Former principal loses federal lawsuit against Wichita school district over retirement

A federal judge has ruled against a former Wichita public school principal who sued the school district, saying she was unjustly pressured to retire amid accusations of state testing improprieties.

U.S. District Judge Daniel Crabtree ordered last week that Pam Stead, former Enterprise Elementary principal, recover nothing from USD 259 and that her lawsuit alleging defamation, false representation, negligence, deprivation of due process and other harms be dismissed. She was seeking in excess of $75,000 in damages.

Asked for comment, Stead’s attorney, Kathy Webb, said only that she and Stead are thinking about appealing Crabtree’s ruling to the U.S. Court of Appeals for the 10th Circuit.

Richard James, attorney for the school district, said he and his clients “are very pleased with the decision.”

“It is unfortunate that this isolated incident occurred, but we are thankful for the opinion of the Court,” James said in an e-mailed statement.

“Now the Wichita Public Schools can focus on its mission of educating students.”

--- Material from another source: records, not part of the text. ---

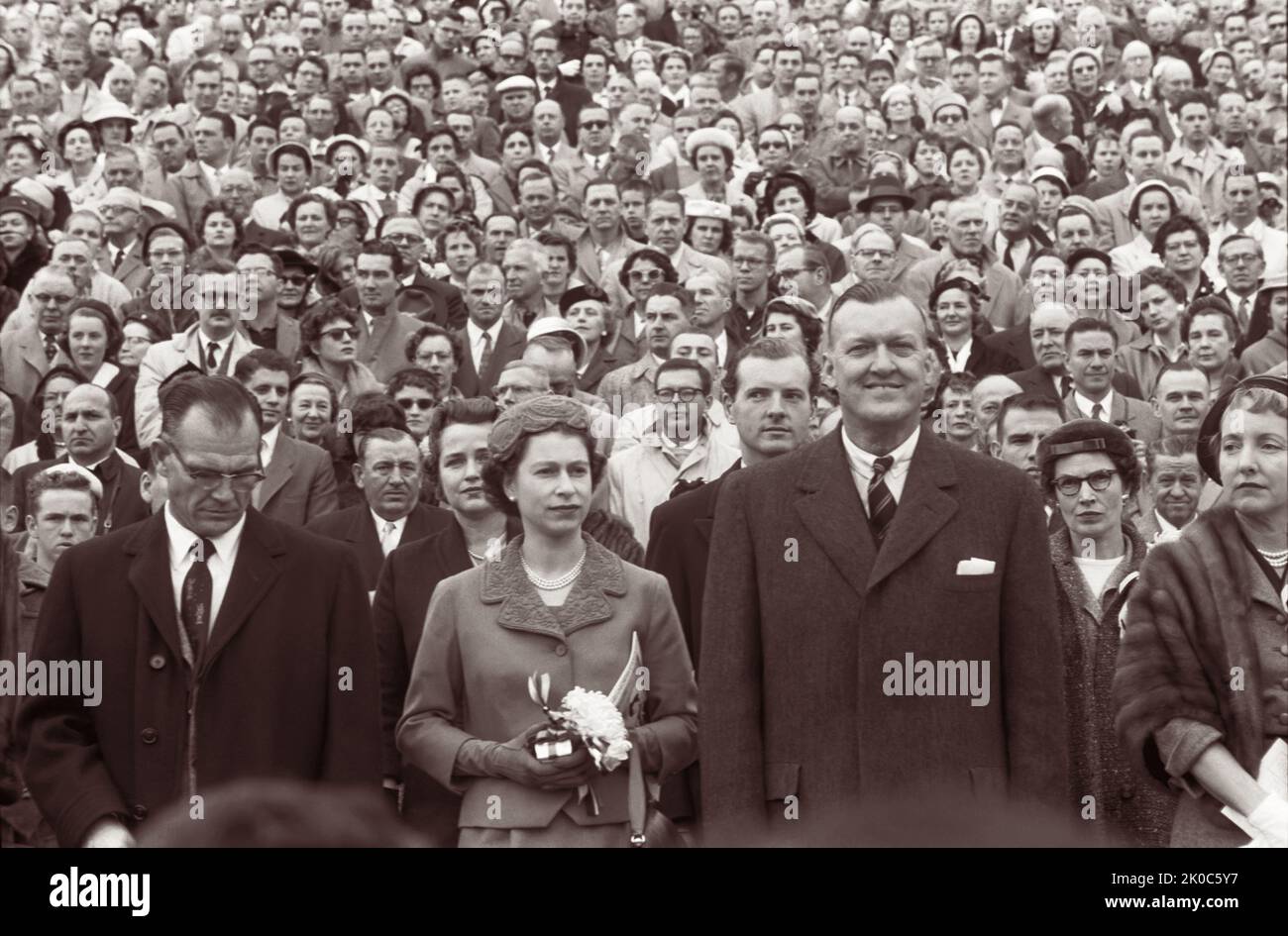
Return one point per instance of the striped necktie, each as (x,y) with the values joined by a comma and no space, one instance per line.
(880,499)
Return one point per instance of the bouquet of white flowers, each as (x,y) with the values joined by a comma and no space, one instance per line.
(584,716)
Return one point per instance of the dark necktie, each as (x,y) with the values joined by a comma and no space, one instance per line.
(880,499)
(196,599)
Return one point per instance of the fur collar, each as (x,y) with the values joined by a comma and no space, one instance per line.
(522,608)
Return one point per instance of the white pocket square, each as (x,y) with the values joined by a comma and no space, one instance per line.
(975,567)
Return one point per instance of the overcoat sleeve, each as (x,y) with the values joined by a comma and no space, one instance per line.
(732,678)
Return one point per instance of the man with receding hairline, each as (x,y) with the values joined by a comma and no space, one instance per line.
(235,647)
(911,551)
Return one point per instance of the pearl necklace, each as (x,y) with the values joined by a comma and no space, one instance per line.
(553,583)
(1276,559)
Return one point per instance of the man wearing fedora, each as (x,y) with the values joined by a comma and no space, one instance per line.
(887,204)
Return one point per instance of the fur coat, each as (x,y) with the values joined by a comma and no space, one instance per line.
(1194,615)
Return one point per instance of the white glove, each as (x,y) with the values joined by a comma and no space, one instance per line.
(1270,820)
(108,833)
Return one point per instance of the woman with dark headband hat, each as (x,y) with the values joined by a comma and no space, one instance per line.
(1089,470)
(954,312)
(558,606)
(1202,682)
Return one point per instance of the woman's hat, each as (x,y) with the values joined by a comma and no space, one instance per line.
(533,416)
(283,149)
(1083,436)
(708,137)
(700,207)
(1211,429)
(885,185)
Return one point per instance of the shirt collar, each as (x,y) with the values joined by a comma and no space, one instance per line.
(1086,406)
(380,523)
(181,538)
(863,462)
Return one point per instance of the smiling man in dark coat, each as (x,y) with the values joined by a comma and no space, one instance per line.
(844,571)
(232,647)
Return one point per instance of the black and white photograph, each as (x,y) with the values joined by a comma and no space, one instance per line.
(657,424)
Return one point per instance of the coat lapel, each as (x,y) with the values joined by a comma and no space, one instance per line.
(254,572)
(278,471)
(831,509)
(922,510)
(150,575)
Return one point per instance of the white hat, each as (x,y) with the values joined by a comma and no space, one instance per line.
(516,82)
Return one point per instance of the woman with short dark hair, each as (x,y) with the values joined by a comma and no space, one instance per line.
(1199,685)
(553,604)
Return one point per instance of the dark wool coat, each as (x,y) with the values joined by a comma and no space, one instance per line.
(1194,615)
(1127,808)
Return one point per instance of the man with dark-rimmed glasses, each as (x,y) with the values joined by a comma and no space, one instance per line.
(233,647)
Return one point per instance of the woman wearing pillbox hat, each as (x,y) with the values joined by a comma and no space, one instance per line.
(1089,470)
(506,638)
(1202,679)
(1151,205)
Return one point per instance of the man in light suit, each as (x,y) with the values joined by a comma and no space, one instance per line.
(382,330)
(213,346)
(1091,349)
(299,481)
(233,647)
(31,349)
(389,473)
(489,342)
(909,553)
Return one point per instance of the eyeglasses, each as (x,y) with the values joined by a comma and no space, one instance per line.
(241,481)
(686,394)
(407,468)
(1070,485)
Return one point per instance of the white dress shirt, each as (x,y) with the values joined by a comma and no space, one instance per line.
(220,564)
(1086,406)
(957,362)
(476,336)
(387,540)
(862,464)
(268,445)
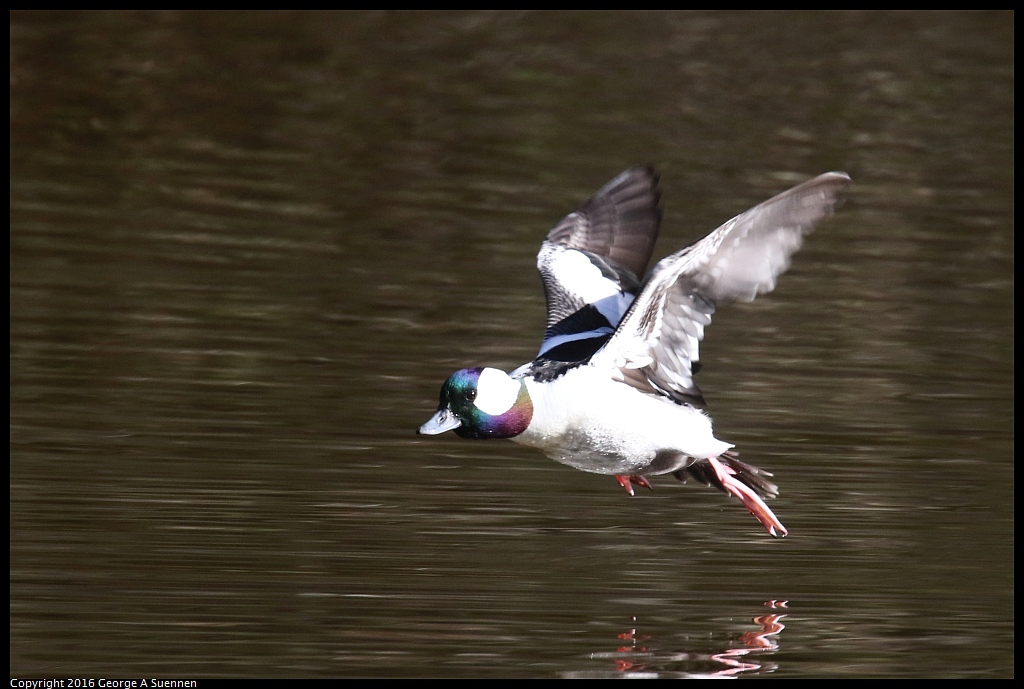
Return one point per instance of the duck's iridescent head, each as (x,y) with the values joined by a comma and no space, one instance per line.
(481,403)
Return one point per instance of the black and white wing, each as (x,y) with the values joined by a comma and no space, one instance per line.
(657,342)
(590,261)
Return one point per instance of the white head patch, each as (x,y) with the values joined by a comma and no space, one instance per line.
(496,392)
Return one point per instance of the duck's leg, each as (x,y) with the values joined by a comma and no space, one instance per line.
(750,499)
(628,481)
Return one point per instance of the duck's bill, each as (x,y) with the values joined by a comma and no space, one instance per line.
(440,422)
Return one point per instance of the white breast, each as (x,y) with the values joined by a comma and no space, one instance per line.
(588,421)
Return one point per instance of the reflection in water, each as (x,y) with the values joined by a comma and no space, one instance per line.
(244,247)
(638,659)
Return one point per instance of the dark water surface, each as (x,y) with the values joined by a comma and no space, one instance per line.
(247,249)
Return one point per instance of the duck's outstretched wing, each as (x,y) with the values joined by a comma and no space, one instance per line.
(590,261)
(657,342)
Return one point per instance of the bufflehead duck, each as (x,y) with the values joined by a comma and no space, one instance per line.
(611,390)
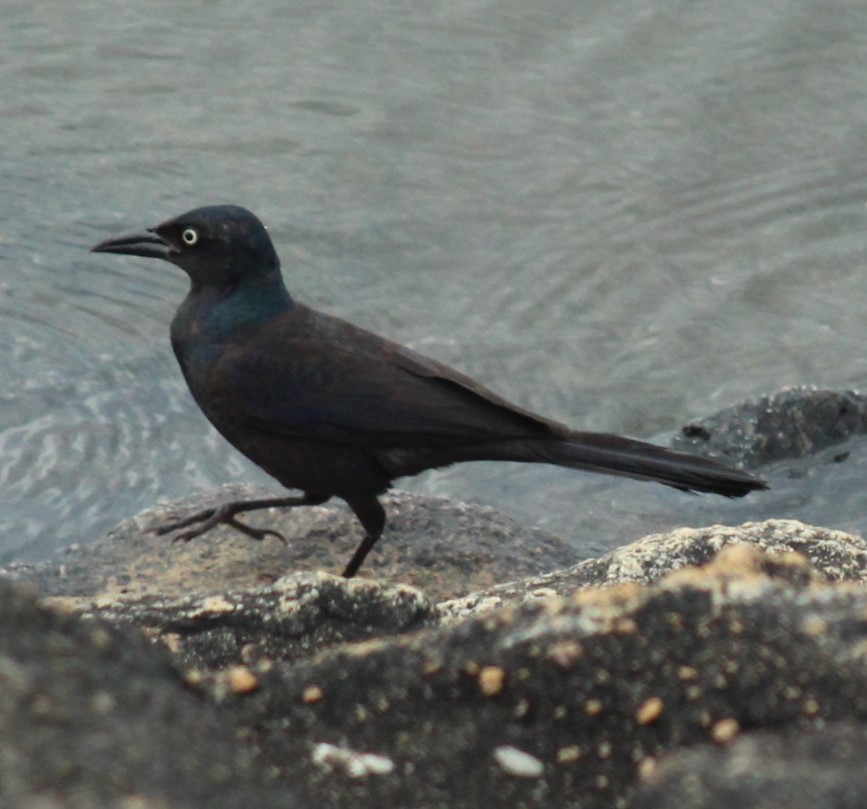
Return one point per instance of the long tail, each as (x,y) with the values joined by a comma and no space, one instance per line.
(627,457)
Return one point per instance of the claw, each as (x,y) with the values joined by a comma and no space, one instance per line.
(204,521)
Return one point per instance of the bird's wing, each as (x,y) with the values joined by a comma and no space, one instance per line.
(327,380)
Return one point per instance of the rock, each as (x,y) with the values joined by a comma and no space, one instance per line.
(795,769)
(837,556)
(566,701)
(292,618)
(792,423)
(447,548)
(94,716)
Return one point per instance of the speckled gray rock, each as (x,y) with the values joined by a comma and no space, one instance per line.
(818,769)
(92,716)
(562,702)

Stead retired in April 2012 shortly before district officials announced that “protocol wasn’t followed” when 18 Enterprise students’ state assessment tests were re-activated and answers changed after tests had been completed and submitted.

Stead, in her lawsuit, cited student complaints about construction noise, inadequate testing instruction, illness, behavioral issues and a lack of required special-education accommodations during testing as reasons for re-activating the assessments.

Testing rules and procedures say assessments can be re-activated only in rare circumstances, such as where parts of an exam are incomplete due to power failures, lost Internet connections and insufficient time.

Stead argued in her suit that her disciplinary conference with school officials was “fraught with errors and misstatements” and that statements superintendent John Allison and a school board member made to news media after her departure smeared her reputation.

But the judge sided with the school district, saying in his ruling that Stead was not entitled to certain due process procedures because she retired before they could be invoked. He also said that her defamation claims were inactionable because statements she said were injurious did not refer to her or were true.

Stead was a 27-year veteran of the Wichita school district when she retired. She is now principal of St. Anne’s Catholic School in Wichita, which serves pre-schoolers through eighth-graders.

Enterprise Elementary is near I-235 and MacArthur in south Wichita.